Dies könnte für Parteimitglieder im öffentlichen Dienst zum Problem werden. Sie müssen sich per Eid verpflichten, das Grundgesetz zu schützen. Verfassungsschutzpräsident Thomas Haldenwang hatte in der Vergangenheit gesagt, dass Mitglieder eines Beobachtungsobjekts wohl Probleme mit ihrer Dienststelle bekommen würden. Ähnlich hatten sich die Gewerkschaft der Polizei und der Beamtenbund positioniert.

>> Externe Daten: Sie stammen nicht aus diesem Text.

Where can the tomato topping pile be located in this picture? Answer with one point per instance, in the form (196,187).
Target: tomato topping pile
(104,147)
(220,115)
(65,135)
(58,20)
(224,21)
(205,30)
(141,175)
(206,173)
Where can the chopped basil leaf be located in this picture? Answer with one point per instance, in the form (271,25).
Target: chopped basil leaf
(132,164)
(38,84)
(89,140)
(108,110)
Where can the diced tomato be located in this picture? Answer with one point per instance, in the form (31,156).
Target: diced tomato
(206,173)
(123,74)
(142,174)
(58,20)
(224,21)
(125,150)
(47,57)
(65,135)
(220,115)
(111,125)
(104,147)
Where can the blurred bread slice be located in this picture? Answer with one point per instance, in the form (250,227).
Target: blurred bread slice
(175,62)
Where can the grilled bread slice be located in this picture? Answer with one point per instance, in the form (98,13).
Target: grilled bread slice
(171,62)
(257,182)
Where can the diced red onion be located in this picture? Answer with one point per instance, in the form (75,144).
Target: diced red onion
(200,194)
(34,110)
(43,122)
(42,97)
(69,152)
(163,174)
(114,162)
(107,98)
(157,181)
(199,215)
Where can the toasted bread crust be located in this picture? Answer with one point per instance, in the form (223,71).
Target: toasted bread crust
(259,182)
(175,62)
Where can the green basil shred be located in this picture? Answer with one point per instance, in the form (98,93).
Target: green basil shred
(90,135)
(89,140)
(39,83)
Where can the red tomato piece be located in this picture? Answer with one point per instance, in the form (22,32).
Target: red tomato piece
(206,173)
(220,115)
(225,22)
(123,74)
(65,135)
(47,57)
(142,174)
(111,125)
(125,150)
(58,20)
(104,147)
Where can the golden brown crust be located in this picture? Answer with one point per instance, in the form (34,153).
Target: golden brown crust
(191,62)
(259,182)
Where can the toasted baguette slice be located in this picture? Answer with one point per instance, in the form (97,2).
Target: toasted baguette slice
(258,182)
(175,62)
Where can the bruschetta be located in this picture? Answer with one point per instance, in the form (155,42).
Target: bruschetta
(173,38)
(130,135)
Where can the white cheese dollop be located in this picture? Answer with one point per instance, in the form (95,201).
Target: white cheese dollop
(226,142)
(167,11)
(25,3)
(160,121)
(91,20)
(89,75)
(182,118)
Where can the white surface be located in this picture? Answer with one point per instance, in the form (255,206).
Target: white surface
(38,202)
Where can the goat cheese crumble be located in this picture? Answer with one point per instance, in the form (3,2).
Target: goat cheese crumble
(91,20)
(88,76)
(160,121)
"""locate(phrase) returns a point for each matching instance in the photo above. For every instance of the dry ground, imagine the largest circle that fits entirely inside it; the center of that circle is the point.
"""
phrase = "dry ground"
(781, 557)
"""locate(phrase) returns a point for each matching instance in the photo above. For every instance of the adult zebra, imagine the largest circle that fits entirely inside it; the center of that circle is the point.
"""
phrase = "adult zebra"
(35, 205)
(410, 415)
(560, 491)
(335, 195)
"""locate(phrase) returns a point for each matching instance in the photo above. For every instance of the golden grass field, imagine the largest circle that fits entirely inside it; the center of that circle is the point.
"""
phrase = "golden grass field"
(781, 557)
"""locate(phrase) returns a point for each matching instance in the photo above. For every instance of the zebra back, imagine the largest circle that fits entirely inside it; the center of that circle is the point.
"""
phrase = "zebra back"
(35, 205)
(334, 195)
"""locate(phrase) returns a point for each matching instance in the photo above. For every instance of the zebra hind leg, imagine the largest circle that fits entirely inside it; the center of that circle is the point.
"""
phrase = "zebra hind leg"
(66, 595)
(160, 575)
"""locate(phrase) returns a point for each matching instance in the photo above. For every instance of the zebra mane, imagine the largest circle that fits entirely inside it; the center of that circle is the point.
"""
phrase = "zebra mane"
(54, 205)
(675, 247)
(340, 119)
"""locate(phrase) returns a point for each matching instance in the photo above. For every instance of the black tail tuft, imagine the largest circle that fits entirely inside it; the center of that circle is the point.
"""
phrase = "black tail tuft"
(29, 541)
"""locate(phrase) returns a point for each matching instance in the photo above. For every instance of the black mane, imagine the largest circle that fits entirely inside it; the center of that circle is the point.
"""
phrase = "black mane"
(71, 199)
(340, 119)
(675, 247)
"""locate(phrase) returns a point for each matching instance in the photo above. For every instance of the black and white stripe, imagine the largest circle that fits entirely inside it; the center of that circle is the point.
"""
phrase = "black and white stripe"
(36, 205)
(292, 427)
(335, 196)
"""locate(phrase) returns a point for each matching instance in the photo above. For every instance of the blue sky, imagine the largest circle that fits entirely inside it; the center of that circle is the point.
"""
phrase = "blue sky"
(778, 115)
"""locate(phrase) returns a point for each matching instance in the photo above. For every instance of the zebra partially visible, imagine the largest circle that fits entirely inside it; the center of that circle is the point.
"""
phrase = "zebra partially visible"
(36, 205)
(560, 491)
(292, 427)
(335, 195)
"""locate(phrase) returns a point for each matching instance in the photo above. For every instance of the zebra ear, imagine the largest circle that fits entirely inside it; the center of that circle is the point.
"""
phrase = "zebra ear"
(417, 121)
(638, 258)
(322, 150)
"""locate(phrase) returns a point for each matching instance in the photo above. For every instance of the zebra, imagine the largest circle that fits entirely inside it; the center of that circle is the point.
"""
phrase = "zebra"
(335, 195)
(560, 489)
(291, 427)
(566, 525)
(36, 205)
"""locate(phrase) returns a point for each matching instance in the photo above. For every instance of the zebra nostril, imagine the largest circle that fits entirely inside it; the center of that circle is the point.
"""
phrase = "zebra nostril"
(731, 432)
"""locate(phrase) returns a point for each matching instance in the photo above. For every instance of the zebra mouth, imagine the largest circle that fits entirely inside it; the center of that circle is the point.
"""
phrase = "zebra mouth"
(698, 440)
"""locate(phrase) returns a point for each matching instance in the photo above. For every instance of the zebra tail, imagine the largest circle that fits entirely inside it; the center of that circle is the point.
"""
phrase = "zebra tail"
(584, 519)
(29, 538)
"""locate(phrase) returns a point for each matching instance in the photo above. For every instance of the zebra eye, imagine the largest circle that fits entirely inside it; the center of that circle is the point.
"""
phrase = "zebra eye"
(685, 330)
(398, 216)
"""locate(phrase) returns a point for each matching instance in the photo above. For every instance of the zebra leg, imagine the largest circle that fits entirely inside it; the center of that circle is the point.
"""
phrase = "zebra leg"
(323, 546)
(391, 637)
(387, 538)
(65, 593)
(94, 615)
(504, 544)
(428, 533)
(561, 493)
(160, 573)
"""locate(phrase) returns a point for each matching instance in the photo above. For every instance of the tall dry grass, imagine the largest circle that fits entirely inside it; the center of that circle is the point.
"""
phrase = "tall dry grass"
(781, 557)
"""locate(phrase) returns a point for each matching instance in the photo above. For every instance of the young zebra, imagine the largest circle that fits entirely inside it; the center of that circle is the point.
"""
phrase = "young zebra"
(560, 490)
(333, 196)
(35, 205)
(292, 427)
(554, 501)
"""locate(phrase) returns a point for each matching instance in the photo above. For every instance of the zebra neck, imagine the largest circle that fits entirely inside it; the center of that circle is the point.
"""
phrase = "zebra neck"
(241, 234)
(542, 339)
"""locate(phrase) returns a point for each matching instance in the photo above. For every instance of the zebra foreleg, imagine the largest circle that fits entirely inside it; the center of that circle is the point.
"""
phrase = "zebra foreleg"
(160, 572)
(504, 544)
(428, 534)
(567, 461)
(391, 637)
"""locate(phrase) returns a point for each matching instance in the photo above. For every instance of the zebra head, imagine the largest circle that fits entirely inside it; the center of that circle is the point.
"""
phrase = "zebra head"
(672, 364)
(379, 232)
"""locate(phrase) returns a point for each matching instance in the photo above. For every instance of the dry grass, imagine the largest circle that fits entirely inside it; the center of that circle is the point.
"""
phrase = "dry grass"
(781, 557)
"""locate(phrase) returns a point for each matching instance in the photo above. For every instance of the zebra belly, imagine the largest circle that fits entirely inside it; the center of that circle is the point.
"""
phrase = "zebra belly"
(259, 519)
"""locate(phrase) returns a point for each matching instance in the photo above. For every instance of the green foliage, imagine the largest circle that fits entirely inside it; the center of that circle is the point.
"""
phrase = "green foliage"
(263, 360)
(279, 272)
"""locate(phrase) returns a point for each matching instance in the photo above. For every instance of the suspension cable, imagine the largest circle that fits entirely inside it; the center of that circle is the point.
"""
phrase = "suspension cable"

Partei wehrt sich gegen Einstufung
Im Januar hatte die AfD mit mehreren Eilanträgen beim Verwaltungsgericht Köln versucht, die Einstufung als Verdachtsfall zu verhindern. Außerdem sollte dem Verfassungsschutz untersagt werden, eine Einstufung als Verdachtsfall öffentlich bekannt zu geben.
Das Bundesamt für Verfassungsschutz hat die gesamte AfD als rechtsextremistischen Verdachtsfall eingestuft. "Wir werden uns mit allen rechtlichen Mitteln als demokratische Partei dagegen wehren", so der AfD-Bundessprecher Tino Chrupalla.
Diese Anträge begründete die Partei vor allem mit der negativen Wirkung in einem Jahr mit Bundestags- und vielen Landtagswahlen; dies verstoße gegen die Chancengleichheit der Parteien, so die AfD. Ob sich eine nennenswerte Zahl von Wählerinnen und Wählern von der Einstufung als Verdachtsfall abschrecken lassen, werden erst die Wahlen zeigen.
AfD fürchtet negative Wirkung
Das Bundesamt für Verfassungsschutz sagte vor dem Verwaltungsgericht Köln zu, für die Dauer des Verfahrens eine mögliche Beobachtung nicht öffentlich zu machen. Außerdem verpflichtete sich die Behörde, in diesem Zeitraum auch keine Abgeordneten und Personen, die bei Wahlen kandidieren, auszuspähen.
Solange das Verfahren vor dem Verwaltungsgericht Köln läuft, müssen also alle Abgeordneten auf Landes-, Bundes- und Europaebene erst einmal keine Überwachung befürchten. Sobald das Gericht aber entschieden hat, könnte sich das ändern. Einfache Parteimitglieder können schon ab sofort überwacht werden.
Der Verfassungsschutz hat entschieden: Er stuft die AfD als Verdachtsfall ein. "Laut Gutachten verstößt die AfD gegen das Demokratieprinzip und die Menschenwürde", so ZDF-Korrespondentin Nicole Diekmann.
Die Vorsitzenden der AfD-Bundestagsfraktion, Alice Weidel und Alexander Gauland, erklärten mit Blick auf die bevorstehenden Wahlen, es werde "gezielt versucht, mit Hilfe des Inlandgeheimdienstes die Wahlchancen der AfD zu schmälern". Der Verfassungsschutz teilte mit, man äußere sich in dieser Angelegenheit nicht öffentlich. Dazu hatte er sich ja aber auch vor dem Verwaltungsgericht Köln verpflichtet.